Mazal Mualem does not like Israeli politicians’ exploitation of terrorist attacks in Europe:

Whenever terror strikes mercilessly in Europe, the entire spectrum of the Israeli right raises its head. It misses no opportunities to boast about having chosen the right path. The consequences are extremist rhetoric and domination of the country’s security and even its nationalist dialogue. When enlightened Europe closed its eyes and provided immigrants with a home and a relatively easy life, they paid it back with terror. This chorus of “we told you so” is conducted by none other than Prime Minister Benjamin Netanyahu. He sets the tone and sends out his list of talking points. There is no one like Mr. Terrorism himself to explain to the world, “Our way is the right way.”

Dan Raviv and Yossi Melman tell the wonderful story of the Nazi who became a Mossad agent:

Mossad officials had known for some time that to target the German scientists, they needed an inside man in the target group. In effect, the Mossad needed a Nazi.

The Israelis would never find a Nazi they could trust, but they saw a Nazi they could count on: someone thorough and determined, with a record of success in executing innovative plans, and skilled at keeping secrets. The seemingly bizarre decision to recruit Skorzeny came with some personal pain, because the task was entrusted to Raanan, who was also born in Vienna and had barely escaped the Holocaust. As an Austrian Jew, his name was originally Kurt Weisman. After the Nazis took over in 1938, he was sent — at age 16 — to British-ruled Palestine. His mother and younger brother stayed in Europe and perished.

Middle East

Daniel Byman shows how the ISIS attack in Brussels might backfire:

Going international, however, often works out poorly for terrorist groups. Algerian terrorists in the 1990s found that attacks in France backfired, leading a once-skeptical West to favor the Algerian regime and increase France’s support for the government the terrorists were fighting. ISIS may discover similar problems. For one, the more global the threat, the more likely it is to grab the attention of the United States and its potent military and intelligence services. Jihadis not affiliated with al-Qaida criticized Osama Bin Laden after 9/11 because it led to U.S. intervention into what had once been local struggles and also greatly expanded aid to governments in the Middle East. As the jihadi strategist Abu Musab al-Suri lamented, the 9/11 attacks cast “jihadists into a fiery furnace … A hellfire which consumed most of their leaders, fighters, and bases.”
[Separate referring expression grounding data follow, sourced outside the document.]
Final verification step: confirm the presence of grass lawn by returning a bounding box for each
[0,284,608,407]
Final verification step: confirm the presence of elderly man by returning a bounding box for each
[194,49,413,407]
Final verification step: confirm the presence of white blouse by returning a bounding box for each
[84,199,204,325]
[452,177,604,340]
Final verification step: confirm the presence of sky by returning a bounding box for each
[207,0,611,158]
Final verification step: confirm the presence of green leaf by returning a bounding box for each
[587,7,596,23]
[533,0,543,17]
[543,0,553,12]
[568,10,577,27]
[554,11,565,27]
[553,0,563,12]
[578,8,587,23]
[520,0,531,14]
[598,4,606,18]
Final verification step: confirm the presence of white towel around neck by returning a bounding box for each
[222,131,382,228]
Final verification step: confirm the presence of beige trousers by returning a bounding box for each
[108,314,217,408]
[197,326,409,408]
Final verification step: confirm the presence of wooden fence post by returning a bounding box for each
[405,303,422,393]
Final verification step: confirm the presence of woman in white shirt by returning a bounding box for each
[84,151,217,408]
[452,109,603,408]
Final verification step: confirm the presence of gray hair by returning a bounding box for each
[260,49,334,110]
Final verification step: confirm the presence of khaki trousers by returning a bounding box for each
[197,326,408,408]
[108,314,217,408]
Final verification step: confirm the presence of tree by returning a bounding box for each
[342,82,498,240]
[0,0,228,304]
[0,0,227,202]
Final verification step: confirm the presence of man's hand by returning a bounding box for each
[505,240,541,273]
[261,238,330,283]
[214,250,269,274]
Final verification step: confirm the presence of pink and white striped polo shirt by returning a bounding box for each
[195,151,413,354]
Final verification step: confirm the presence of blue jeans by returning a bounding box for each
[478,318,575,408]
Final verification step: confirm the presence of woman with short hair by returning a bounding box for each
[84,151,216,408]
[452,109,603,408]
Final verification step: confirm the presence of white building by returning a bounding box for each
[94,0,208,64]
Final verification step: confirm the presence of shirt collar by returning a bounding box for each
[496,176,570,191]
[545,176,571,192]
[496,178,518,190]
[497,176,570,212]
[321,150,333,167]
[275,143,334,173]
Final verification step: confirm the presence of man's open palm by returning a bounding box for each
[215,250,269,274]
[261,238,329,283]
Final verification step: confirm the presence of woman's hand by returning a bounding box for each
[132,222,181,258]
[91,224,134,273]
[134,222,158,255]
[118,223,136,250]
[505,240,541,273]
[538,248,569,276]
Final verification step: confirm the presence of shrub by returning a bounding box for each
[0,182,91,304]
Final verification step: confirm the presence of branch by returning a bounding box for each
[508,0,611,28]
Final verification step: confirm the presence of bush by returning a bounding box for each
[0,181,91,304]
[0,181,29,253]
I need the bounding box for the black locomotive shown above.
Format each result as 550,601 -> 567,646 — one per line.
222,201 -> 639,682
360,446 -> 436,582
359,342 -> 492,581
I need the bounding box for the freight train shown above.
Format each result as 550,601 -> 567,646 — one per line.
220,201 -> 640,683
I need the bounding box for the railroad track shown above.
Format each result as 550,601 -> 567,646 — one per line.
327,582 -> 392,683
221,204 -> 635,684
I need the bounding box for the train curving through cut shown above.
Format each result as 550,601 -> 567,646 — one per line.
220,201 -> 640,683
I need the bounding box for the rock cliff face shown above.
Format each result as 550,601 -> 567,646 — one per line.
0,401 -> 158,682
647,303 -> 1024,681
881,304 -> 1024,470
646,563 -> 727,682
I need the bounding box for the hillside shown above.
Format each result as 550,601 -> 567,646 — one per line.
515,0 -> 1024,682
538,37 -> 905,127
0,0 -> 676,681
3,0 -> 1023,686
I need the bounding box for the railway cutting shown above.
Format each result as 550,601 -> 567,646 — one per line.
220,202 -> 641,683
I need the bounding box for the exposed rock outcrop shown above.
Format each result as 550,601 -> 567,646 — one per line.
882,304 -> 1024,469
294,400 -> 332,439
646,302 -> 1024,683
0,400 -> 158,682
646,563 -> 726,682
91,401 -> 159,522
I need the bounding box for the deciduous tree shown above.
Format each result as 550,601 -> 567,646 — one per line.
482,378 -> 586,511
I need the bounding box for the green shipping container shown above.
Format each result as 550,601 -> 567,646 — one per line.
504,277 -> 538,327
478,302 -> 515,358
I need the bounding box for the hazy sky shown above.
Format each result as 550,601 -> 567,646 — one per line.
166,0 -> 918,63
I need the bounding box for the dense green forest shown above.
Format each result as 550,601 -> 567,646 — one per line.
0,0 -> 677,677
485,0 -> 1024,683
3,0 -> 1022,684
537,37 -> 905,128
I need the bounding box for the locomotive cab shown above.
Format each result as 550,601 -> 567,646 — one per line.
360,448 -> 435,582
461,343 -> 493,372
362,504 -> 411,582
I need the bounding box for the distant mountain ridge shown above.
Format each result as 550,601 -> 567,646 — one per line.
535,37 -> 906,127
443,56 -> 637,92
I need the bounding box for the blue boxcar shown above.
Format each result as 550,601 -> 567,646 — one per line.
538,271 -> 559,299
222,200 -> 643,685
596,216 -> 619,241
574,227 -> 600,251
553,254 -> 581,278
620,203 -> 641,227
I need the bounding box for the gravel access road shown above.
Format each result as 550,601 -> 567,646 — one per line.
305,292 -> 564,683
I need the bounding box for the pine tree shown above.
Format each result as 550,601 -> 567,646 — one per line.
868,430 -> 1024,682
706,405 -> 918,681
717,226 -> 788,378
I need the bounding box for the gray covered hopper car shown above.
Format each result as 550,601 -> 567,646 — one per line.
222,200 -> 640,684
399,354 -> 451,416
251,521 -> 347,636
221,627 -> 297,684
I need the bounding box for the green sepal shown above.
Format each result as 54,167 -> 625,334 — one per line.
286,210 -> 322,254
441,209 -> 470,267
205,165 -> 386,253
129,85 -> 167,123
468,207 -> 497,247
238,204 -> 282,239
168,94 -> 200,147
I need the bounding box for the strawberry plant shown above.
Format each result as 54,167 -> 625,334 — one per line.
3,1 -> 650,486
According to Matthew Levitt, the Islamic State’s ‘Lone Wolf’ era is over:

Today's petty criminals are now tomorrow's potential suicide bombers. And they will not be carrying out their attacks in faraway war zones but rather in the heart of the countries in which they grew up. The U.S. intelligence assessment written after the November Paris attacks presciently warned that “the involvement of a large number of operatives and group leaders based in multiple countries in future ISIL-linked plotting could create significant obstacles in the detection and disruption of preoperational activities.” That is certainly the case, but it is only half the problem. The still greater challenge European countries now face is contending with the European Islamic State terrorists being groomed today within their own borders.

Jewish World

Jason Diamond explains why Garry Shandling was one of the greatest Jewish comedians of all time:

Garry Shandling was the master of turning Jewish dissatisfaction into comedy. People love to talk about neurosis like it’s the defining trope all Jewish comedians share, but Shandling wore a look on his face like he was uncomfortable with nearly everything, like nothing was ever right. That’s what made him one of the greatest comedians ever.

Jeff Robbins points out that although times are tough for AIPAC, Israel still enjoys a lot of support in the US:

It’s been a challenging period for AIPAC, which has weathered withering criticism from Israel’s enemies and frostiness from the Obama team. But the size of AIPAC’s annual meeting and the robust support 
that Israel continues to enjoy in the United States indicates that Israel’s case is strong, and that it has no shortage of Americans prepared to make it.